Ya había abierto la boca para formular otra pregunta, cuando el silencio cayó sobre la multitud allí reunida. Rodolfo había llegado. Estiré el cuello, esforzándome para ver algo.
—Ahí está —murmuró Gallowglass, señalando con la cabeza hacia arriba a la derecha. Rodolfo había entrado en San Vito por el segundo piso, desde la pasarela cerrada que había visto y que cruzaba el patio, comunicando el palacio y la catedral. Se encontraba de pie en un balcón decorado con coloridos escudos heráldicos que celebraban sus numerosos títulos y honores. Al igual que el techo, el balcón se sostenía gracias a una bóveda inusitadamente ornamentada, aunque, en aquel caso, esta recordaba a las ramas retorcidas de un árbol. A juzgar por la pureza sobrecogedora de los otros soportes arquitectónicos de la catedral, no me pareció que aquello fuera obra de Matthew.
Rodolfo tomó asiento sobre la nave central, mientras la multitud hacía reverencias y genuflexiones en dirección al palco real. Por su parte, a Rodolfo parecía incomodarle que se hubieran dado cuenta de su presencia.
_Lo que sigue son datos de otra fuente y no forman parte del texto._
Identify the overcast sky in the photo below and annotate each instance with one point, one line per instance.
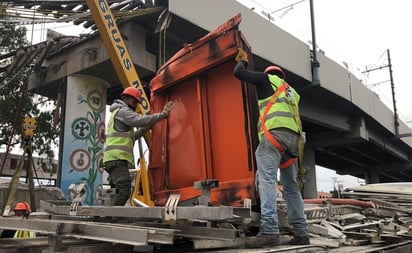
(359, 33)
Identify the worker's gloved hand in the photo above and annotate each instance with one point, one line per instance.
(241, 55)
(167, 109)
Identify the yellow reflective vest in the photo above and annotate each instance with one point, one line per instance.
(24, 234)
(281, 112)
(118, 145)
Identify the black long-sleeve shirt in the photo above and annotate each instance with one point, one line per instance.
(259, 79)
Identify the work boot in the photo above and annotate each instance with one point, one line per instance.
(262, 240)
(300, 240)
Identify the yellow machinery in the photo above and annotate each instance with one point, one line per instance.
(126, 72)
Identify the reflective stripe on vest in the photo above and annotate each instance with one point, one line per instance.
(118, 145)
(280, 114)
(24, 234)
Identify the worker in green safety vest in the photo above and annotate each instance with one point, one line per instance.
(281, 143)
(120, 136)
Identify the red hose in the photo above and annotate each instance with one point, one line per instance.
(334, 201)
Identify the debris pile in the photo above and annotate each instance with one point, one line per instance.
(376, 214)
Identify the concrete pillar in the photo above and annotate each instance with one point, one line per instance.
(81, 146)
(310, 188)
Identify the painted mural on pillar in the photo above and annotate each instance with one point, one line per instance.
(84, 132)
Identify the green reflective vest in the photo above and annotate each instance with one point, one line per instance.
(118, 145)
(24, 234)
(281, 112)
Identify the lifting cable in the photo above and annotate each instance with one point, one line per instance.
(23, 91)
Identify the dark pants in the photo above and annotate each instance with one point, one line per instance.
(119, 178)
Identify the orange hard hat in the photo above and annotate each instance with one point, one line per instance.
(133, 92)
(275, 69)
(22, 206)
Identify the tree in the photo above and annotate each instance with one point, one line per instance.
(16, 102)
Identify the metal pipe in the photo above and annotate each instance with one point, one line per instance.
(315, 62)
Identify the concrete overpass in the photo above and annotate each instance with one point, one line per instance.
(348, 128)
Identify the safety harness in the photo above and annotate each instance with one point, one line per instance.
(272, 139)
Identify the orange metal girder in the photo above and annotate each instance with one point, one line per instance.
(207, 135)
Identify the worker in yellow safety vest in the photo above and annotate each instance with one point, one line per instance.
(22, 209)
(280, 133)
(120, 137)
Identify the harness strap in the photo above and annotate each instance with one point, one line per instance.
(270, 137)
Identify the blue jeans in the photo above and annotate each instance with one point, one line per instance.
(268, 159)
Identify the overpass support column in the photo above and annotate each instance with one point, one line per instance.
(82, 135)
(310, 188)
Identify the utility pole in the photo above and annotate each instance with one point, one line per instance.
(395, 111)
(315, 62)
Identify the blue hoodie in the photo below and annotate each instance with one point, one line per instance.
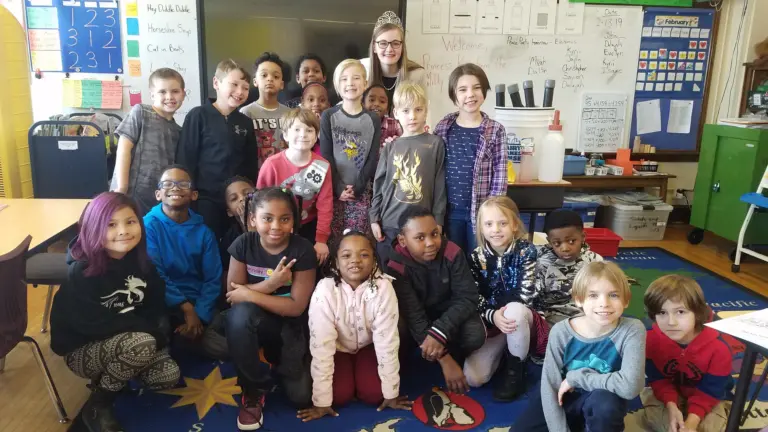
(187, 257)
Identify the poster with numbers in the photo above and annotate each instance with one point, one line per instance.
(672, 65)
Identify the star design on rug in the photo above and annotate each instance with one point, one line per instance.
(205, 393)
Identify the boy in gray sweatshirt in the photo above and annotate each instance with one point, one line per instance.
(595, 363)
(411, 169)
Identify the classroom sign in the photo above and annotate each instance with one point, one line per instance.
(74, 36)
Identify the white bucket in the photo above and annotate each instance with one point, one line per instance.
(524, 125)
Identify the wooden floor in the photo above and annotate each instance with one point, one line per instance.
(25, 405)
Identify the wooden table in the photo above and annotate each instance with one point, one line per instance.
(46, 220)
(537, 197)
(621, 182)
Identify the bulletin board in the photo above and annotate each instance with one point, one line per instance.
(673, 63)
(74, 36)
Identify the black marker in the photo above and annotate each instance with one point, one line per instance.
(514, 94)
(528, 90)
(500, 95)
(549, 93)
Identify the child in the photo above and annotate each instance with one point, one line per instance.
(306, 174)
(315, 98)
(356, 355)
(106, 318)
(186, 256)
(475, 153)
(690, 396)
(594, 363)
(267, 111)
(349, 140)
(148, 139)
(504, 267)
(375, 100)
(236, 190)
(310, 68)
(217, 142)
(270, 281)
(437, 296)
(411, 169)
(559, 262)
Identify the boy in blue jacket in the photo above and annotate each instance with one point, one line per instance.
(186, 255)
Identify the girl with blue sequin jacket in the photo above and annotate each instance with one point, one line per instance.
(504, 267)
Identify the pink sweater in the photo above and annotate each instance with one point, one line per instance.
(312, 182)
(344, 319)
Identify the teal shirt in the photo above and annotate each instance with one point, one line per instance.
(614, 362)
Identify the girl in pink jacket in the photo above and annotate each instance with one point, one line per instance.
(353, 333)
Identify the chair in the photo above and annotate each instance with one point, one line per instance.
(13, 317)
(47, 269)
(756, 200)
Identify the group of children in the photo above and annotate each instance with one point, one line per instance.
(333, 322)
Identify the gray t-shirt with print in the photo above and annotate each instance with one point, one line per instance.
(155, 139)
(266, 123)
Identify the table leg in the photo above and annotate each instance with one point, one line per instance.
(533, 227)
(742, 388)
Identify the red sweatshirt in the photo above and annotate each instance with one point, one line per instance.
(699, 372)
(312, 182)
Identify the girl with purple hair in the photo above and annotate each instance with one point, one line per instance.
(107, 319)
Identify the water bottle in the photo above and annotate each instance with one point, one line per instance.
(552, 153)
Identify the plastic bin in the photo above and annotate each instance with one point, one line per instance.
(526, 218)
(587, 211)
(603, 241)
(637, 222)
(574, 165)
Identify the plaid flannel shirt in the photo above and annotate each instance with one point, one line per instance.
(490, 169)
(390, 128)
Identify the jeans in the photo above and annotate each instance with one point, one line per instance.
(595, 411)
(250, 328)
(460, 232)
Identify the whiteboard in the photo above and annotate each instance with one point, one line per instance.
(168, 37)
(603, 59)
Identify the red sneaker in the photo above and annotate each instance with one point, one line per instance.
(251, 416)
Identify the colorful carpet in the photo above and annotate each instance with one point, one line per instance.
(207, 398)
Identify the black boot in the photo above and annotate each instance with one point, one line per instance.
(511, 382)
(97, 412)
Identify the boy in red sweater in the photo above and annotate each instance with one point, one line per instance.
(307, 174)
(688, 365)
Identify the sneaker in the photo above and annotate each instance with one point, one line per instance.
(251, 416)
(511, 384)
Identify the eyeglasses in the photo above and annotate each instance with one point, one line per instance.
(169, 184)
(396, 44)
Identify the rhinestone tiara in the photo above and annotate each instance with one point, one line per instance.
(388, 17)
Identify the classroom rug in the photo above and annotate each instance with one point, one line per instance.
(207, 397)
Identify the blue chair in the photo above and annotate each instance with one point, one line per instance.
(756, 200)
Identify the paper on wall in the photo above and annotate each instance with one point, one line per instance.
(680, 114)
(570, 18)
(435, 16)
(543, 16)
(648, 117)
(463, 15)
(517, 15)
(490, 14)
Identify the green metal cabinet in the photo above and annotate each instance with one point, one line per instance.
(732, 162)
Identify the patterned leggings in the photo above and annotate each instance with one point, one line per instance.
(113, 362)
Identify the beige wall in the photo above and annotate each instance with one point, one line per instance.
(754, 30)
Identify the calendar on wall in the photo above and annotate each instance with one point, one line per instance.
(74, 36)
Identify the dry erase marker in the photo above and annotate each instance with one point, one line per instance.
(528, 91)
(500, 95)
(514, 94)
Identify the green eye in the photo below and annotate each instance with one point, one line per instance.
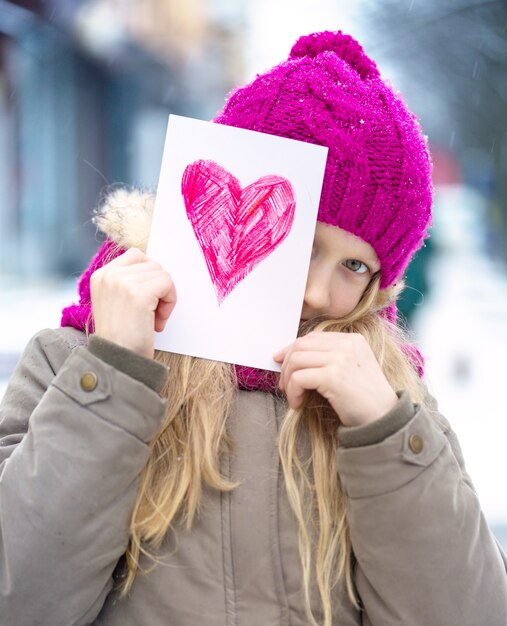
(356, 266)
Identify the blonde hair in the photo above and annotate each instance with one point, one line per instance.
(185, 454)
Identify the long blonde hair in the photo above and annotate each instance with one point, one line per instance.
(185, 454)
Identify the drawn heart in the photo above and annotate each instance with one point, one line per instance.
(236, 228)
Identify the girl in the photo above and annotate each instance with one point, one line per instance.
(148, 488)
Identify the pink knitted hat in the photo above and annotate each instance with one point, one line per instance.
(377, 182)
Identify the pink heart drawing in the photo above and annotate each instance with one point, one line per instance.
(236, 228)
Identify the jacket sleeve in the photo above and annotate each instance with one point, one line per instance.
(71, 451)
(424, 552)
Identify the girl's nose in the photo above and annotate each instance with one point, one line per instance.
(317, 293)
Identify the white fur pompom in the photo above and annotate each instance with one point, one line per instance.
(125, 217)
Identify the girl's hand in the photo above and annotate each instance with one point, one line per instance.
(343, 369)
(132, 296)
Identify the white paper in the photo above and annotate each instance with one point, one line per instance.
(261, 314)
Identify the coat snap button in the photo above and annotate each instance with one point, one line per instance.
(416, 443)
(89, 381)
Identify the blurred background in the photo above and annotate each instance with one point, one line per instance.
(85, 90)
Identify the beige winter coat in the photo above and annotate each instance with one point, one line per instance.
(75, 425)
(70, 461)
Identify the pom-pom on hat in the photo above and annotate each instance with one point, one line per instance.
(377, 182)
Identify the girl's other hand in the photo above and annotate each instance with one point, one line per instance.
(343, 369)
(132, 296)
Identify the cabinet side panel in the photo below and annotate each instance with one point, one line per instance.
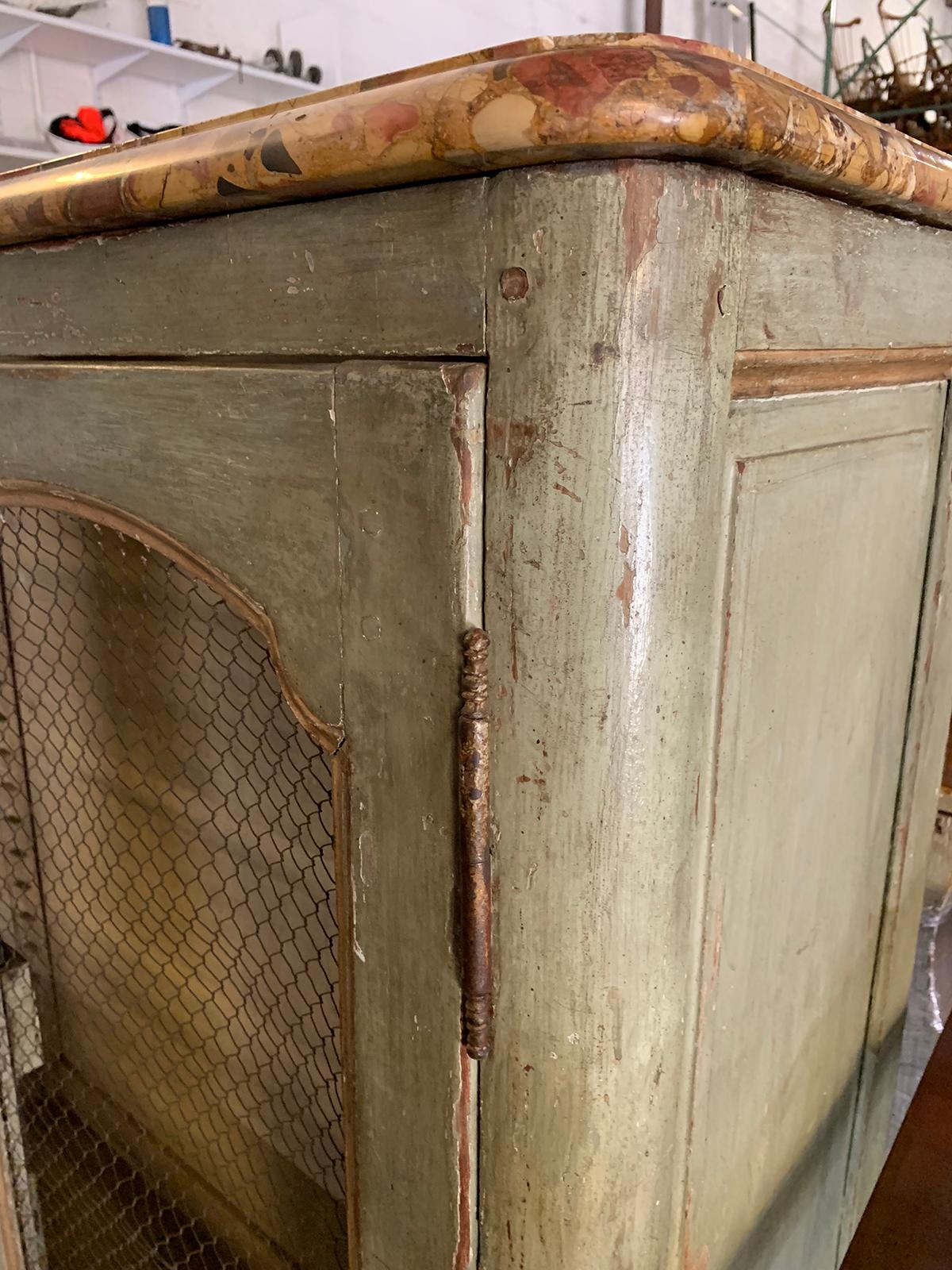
(820, 620)
(391, 272)
(612, 295)
(916, 818)
(822, 275)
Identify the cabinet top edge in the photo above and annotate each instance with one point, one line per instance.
(536, 101)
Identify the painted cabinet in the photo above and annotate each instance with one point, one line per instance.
(674, 438)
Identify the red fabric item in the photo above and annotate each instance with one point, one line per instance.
(88, 126)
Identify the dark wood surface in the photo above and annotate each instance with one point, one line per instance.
(908, 1223)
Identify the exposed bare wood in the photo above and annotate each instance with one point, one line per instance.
(785, 372)
(605, 549)
(475, 831)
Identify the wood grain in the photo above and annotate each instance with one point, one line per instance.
(806, 785)
(782, 372)
(605, 554)
(410, 459)
(344, 277)
(824, 276)
(914, 821)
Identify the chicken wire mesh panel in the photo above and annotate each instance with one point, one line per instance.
(171, 1077)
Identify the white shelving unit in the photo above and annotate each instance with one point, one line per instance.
(52, 67)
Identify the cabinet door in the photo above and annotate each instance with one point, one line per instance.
(232, 606)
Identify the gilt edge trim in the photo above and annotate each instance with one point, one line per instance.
(543, 101)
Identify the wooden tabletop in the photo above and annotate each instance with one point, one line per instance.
(908, 1223)
(541, 101)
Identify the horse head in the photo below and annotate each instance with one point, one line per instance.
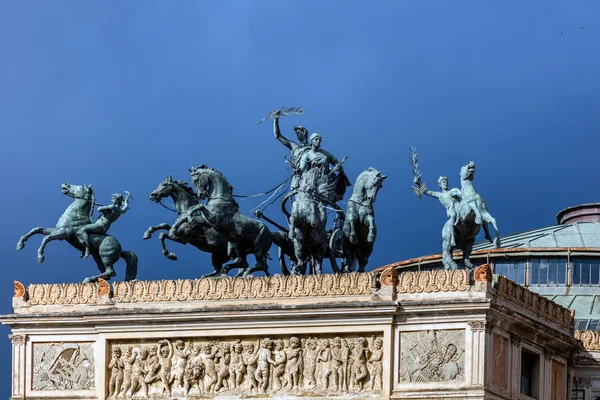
(164, 189)
(467, 171)
(210, 183)
(84, 192)
(369, 182)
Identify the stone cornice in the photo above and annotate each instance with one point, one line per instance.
(533, 302)
(590, 340)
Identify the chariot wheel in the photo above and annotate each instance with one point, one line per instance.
(336, 251)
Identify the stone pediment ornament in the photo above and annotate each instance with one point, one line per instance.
(483, 273)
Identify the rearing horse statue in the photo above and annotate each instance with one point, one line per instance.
(244, 234)
(472, 214)
(105, 249)
(196, 232)
(359, 226)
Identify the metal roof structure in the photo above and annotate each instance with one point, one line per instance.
(578, 234)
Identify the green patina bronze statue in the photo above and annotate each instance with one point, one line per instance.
(466, 211)
(104, 248)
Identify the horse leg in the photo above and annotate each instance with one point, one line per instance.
(349, 229)
(105, 265)
(467, 247)
(152, 229)
(262, 244)
(478, 218)
(52, 234)
(34, 231)
(363, 260)
(447, 252)
(166, 253)
(488, 219)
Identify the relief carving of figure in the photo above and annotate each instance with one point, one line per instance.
(116, 373)
(360, 356)
(128, 361)
(165, 356)
(324, 363)
(237, 367)
(321, 365)
(310, 363)
(194, 371)
(208, 356)
(265, 360)
(223, 358)
(376, 364)
(250, 360)
(138, 374)
(294, 364)
(181, 352)
(279, 365)
(338, 364)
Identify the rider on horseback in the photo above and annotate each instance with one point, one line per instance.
(110, 213)
(332, 187)
(297, 149)
(450, 199)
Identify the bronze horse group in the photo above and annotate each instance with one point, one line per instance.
(216, 226)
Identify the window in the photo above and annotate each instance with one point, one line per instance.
(548, 271)
(513, 270)
(529, 372)
(577, 395)
(586, 272)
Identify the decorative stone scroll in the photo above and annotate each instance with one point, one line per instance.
(590, 339)
(432, 356)
(20, 291)
(483, 273)
(290, 366)
(389, 277)
(63, 366)
(433, 281)
(275, 287)
(63, 293)
(533, 302)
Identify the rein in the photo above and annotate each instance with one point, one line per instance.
(264, 193)
(83, 198)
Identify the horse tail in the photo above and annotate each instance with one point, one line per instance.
(131, 260)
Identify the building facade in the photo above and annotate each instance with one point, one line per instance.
(418, 335)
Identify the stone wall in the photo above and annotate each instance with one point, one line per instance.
(428, 335)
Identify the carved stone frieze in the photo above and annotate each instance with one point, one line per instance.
(18, 338)
(288, 366)
(275, 287)
(389, 277)
(63, 293)
(20, 291)
(63, 366)
(103, 287)
(481, 325)
(589, 339)
(533, 302)
(432, 356)
(483, 273)
(433, 281)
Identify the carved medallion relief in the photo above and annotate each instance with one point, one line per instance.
(63, 366)
(327, 365)
(432, 356)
En sus aposentos privados se encontraba a gusto con los cortesanos, pero ahí parecía tímido y reservado. Se volvió para escuchar a un miembro de su séquito que le susurraba algo, y me vio. Inclinó gentilmente la cabeza y sonrió. La muchedumbre giró en redondo para ver a quién había distinguido el emperador con su bendición.
—Genuflexión —susurró Gallowglass. Yo me volví a agachar.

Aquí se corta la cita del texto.